El sol, poco a poco, va abriéndose paso por entre las nubes y uno de sus rayos penetra con fuerza y sin piedad a través de los cristales de su ventana. Es la señal que espera cada día para abandonar la calidez de la cama.
Sin pensarlo dos veces, se dirige a la cocina y coloca la cafetera en el hornillo eléctrico, mientras; continúa hacia el baño para ponerse el bañador y asearse un poco, ya se duchará cuando llegue, desde la cocina le llama el ruido del café brotando e inundando toda la casa con ese aroma que hace que se despierten todos los sentidos.
Se sirve una taza que toma despacio, saboreándola, mientras mira por la ventana y se pregunta ¿Qué me deparará el día hoy? Deja la taza en el fregadero, coge la cámara de fotos y se encamina por el sendero que lo lleva hasta la playa.
Su mirada se dirige al horizonte para ver la enorme esfera naranja que se mece entre las olas como queriendo besarlas, lo intenta cada día porque el sol está enamorado de la mar, es a quien primero visita y de quien por último se despide cuando va a dormir.
Pero, nuestro amigo continúa su caminar con paso firme y rápido, no quiere perderse la llegada de las garzas, las gaviotas y garcetas que cada mañana van a darse su baño matutino. Tampoco desea que el sol se aleje mucho del objetivo de su cámara para, un día más, cazarlo mientras camina hacia las montañas donde calentará la tierra, los árboles y matorrales.

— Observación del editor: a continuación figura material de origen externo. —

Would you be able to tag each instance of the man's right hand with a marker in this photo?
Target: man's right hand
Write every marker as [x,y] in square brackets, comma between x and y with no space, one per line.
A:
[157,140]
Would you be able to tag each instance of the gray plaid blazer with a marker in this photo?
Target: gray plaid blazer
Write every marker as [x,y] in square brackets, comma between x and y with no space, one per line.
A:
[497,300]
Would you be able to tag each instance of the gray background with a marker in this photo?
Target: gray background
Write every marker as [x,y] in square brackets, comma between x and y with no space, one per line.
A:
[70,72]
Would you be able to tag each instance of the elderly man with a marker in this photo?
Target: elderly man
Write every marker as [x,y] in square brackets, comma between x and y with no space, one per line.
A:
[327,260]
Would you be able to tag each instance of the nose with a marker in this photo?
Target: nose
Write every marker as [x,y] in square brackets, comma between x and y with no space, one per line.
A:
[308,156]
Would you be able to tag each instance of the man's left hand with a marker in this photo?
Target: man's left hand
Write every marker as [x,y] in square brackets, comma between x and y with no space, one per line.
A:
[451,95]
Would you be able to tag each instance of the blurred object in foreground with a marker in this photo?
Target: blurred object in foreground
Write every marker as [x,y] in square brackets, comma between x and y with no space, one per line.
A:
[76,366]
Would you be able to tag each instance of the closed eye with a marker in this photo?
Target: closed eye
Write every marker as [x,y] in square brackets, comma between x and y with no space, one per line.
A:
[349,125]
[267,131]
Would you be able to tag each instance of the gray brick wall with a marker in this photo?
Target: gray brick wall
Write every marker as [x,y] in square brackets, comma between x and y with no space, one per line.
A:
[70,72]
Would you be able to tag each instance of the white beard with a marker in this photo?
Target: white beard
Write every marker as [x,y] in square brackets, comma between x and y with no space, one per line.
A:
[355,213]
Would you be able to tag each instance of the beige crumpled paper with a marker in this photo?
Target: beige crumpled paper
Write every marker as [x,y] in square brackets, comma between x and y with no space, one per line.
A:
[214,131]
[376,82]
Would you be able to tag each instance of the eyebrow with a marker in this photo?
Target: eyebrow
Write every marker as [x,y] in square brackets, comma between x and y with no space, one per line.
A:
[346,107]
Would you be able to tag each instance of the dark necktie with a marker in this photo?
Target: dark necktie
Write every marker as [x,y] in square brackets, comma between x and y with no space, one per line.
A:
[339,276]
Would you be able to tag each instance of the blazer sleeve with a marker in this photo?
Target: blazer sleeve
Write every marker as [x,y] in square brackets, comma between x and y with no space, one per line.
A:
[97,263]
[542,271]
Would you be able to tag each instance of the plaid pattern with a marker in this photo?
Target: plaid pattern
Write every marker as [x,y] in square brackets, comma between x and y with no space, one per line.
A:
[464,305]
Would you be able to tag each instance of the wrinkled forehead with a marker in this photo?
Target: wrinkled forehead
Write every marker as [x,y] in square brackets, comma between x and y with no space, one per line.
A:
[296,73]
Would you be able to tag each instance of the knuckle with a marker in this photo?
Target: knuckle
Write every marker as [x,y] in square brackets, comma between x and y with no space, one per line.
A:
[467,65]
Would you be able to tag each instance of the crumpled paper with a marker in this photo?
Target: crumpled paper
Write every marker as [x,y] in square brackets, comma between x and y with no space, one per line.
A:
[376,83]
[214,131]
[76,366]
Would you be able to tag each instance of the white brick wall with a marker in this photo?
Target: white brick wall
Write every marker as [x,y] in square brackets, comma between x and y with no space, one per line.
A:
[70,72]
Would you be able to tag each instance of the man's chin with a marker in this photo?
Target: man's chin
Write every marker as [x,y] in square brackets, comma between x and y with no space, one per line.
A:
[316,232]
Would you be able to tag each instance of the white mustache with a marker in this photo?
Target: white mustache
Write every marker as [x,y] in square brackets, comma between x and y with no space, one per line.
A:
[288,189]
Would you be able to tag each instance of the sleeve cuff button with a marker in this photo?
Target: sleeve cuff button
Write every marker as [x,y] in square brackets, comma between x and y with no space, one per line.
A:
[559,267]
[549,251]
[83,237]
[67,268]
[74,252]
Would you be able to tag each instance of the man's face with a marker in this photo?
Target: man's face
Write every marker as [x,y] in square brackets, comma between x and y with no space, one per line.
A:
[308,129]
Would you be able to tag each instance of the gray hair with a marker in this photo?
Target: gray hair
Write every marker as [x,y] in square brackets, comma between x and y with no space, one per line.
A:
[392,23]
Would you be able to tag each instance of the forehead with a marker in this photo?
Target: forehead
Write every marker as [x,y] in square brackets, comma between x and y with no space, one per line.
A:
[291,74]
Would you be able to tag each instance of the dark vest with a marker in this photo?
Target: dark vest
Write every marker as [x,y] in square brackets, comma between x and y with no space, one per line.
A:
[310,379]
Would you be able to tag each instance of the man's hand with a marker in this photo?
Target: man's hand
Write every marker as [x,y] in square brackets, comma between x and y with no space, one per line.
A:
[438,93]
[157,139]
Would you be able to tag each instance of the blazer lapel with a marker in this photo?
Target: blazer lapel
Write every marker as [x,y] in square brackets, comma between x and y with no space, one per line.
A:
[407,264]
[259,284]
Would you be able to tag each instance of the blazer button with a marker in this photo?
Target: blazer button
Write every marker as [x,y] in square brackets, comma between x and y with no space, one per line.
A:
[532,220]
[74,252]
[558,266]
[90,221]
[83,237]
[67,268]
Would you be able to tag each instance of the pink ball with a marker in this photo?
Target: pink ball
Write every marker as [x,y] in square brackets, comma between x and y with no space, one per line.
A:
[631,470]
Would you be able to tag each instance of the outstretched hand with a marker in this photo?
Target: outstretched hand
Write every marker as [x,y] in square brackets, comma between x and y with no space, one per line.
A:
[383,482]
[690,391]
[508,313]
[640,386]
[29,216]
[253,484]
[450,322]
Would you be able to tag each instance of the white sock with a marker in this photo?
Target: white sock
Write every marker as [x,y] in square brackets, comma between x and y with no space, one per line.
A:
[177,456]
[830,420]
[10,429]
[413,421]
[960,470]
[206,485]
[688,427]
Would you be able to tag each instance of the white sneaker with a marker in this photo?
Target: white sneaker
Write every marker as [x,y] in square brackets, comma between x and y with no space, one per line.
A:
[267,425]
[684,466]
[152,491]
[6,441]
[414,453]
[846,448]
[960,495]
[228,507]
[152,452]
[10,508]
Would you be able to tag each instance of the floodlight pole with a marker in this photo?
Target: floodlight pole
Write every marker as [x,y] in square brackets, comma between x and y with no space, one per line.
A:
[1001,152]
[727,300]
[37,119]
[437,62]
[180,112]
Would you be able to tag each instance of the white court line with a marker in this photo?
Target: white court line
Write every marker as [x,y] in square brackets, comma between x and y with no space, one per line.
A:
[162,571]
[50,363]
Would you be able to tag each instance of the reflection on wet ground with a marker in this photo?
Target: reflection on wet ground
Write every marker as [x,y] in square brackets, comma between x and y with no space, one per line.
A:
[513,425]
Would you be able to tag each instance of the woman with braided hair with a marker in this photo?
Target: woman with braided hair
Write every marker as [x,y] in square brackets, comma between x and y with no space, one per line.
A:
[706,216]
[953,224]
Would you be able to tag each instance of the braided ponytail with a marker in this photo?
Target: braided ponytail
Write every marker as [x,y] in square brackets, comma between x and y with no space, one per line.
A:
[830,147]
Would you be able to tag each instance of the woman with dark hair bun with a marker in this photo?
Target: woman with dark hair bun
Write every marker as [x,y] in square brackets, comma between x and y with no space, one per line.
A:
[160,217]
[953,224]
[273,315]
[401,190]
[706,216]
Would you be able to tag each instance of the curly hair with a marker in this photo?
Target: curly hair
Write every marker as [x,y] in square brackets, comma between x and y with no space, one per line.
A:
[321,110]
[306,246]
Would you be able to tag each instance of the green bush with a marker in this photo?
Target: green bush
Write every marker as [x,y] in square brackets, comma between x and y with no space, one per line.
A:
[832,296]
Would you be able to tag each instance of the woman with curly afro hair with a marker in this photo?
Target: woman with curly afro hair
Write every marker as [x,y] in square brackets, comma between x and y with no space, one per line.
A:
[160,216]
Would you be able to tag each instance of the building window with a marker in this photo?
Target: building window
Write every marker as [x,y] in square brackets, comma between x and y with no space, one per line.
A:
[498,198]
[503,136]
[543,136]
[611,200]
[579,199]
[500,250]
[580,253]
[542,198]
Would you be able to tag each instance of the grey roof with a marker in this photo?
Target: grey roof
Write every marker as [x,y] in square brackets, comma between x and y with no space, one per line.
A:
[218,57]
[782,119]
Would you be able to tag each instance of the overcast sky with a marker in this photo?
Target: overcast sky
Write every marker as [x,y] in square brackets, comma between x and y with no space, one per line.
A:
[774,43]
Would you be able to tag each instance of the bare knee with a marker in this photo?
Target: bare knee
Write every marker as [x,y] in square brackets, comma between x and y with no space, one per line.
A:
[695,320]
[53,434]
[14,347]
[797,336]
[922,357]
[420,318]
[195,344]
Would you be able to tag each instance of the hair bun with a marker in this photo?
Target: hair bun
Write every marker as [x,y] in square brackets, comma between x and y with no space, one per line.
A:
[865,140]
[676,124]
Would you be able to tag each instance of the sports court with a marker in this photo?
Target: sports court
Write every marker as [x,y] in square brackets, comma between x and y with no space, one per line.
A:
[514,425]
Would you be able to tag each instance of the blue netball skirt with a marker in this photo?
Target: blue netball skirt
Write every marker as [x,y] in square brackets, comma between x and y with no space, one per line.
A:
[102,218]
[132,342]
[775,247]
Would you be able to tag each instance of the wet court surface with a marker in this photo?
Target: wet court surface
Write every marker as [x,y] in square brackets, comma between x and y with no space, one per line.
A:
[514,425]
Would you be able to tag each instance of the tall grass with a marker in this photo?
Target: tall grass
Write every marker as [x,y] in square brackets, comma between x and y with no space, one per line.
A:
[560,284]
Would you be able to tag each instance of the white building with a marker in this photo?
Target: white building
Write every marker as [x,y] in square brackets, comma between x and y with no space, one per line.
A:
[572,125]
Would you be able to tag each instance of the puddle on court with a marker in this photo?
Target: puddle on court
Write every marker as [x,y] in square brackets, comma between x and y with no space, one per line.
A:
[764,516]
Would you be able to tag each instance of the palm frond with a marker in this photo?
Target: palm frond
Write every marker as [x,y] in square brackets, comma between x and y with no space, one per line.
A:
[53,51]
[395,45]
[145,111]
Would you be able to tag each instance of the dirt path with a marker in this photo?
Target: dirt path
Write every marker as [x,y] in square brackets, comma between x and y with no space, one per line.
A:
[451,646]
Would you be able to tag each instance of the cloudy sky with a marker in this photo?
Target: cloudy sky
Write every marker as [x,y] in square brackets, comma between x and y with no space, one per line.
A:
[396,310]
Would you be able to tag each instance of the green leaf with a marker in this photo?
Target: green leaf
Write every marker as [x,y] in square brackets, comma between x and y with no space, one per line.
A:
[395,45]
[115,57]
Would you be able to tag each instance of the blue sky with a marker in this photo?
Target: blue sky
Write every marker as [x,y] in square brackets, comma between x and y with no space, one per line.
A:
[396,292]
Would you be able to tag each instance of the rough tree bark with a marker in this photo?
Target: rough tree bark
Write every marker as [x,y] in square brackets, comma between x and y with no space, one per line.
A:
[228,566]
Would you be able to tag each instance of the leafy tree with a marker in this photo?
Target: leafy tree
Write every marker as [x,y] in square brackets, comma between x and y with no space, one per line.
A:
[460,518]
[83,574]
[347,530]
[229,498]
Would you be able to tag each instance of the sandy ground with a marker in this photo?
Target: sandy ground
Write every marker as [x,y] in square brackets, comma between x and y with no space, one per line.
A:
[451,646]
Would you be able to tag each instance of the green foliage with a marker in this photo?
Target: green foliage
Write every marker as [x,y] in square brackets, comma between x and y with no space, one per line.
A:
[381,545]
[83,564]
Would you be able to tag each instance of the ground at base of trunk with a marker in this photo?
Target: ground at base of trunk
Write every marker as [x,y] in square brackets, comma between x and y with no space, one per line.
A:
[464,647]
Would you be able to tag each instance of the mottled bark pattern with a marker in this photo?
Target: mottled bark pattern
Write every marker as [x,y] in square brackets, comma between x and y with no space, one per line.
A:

Como el dueño que vigila sus propiedades, se acerca a los pequeños charcos que el mar en su ir y venir va sembrando acá y allá como si de pequeños jardines se tratara. En ellos encuentra; lapas, que se adhieren a la roca temiendo que le quiten su pequeña parcela, un cangrejo ermitaño quien, con muchos esfuerzos, intenta cambiar de caracola y, correteando de un lado a otro, están los bullones jugueteando entre las sombras para que nadie los vea.
Allá a lo lejos se escucha el canto lastimero de un arrorró. Nuestro amigo no necesita mirar para saber de quién se trata, es ella, la mujer de negro, la que cada mañana dirige sus pasos al mar como una triste Adolfina más. Lleva en sus brazos un ajado sombrero negro que acuna y besa constantemente.
No pasa un solo día en el que no llegue a la playa para buscar a su hijo, aquel que un día el mar se llevó para no retornarlo nunca más. Él la mira como siempre con desconsuelo y preocupación, teme que una mañana se adentre demasiado y tampoco regrese a la arena.
Deja todo a buen recaudo y, lentamente, se adentra en el mar dejando que las olas acaricien su cuerpo, que la sal se pegue a su piel ya curtida por el sol y el salitre. Nada dando largas brazadas hasta que nota que el astro rey ha llegado a lo alto. Esto le indica que es la hora de regresar a casa donde le espera su esposa.